In all, Parry described eight cases of hyperthyroidism. The first was of a woman aged 37 who came to him complaining of palpitations and some breathing problems. Three months after she delivered a child, she developed a mass on the right side of her neck that grew to cover both sides of the neck and her eyes protruded from their sockets. He assumed she had died when she stopped coming to him. With these descriptions, Parry is considered by many, including the famous physician William Osler, to be the first to describe hyperthyroidism. Osler said Graves’ disease should be called Parry’s disease, since he described it before Flajani (1802) and Graves, who published in 1835. However, according to a chapter in the book Thyroid Disorders (S. Imam and S. Ahmad, eds., Springer 2016), the first written description goes way back to Egypt, 1550 B.C.! This chapter bears the title, “Autoimmune Thyroid Disease (Flajani-Parry-Graves-von Basedow Disease): Etiopathogenesis, Clinical Manifestations and Diagnosis. Another source listed the disease with nine names!
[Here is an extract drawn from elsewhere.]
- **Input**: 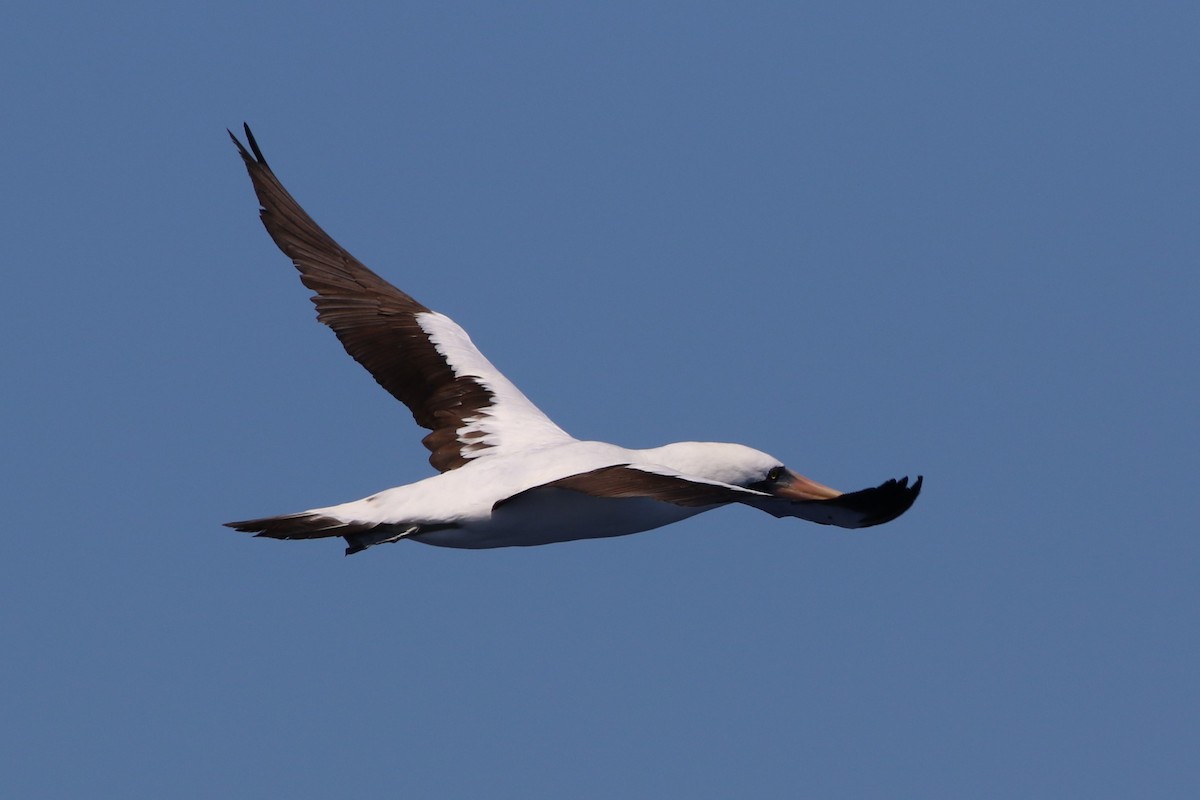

It’s probably a good thing that we just call it Graves’ disease.
Caleb Parry had many interests beyond his medical practice. He was a geologist, had a collection of 20,000 fossils, and was a member of the Society of Natural History of Gottingen. He was also a breeder of merino sheep and experimented to produce a better quality of wool, which led to his election as vice-president of the Merino Society of London.
Now when you feel your pulse or pains in your chest, suffer from hyperthyroidism, have to get a tetanus shot or have the misfortune of getting rabies vaccine, think of the amazing Dr. Caleb Parry.
Note: In the original post I inadvertently left out that this was a guest post.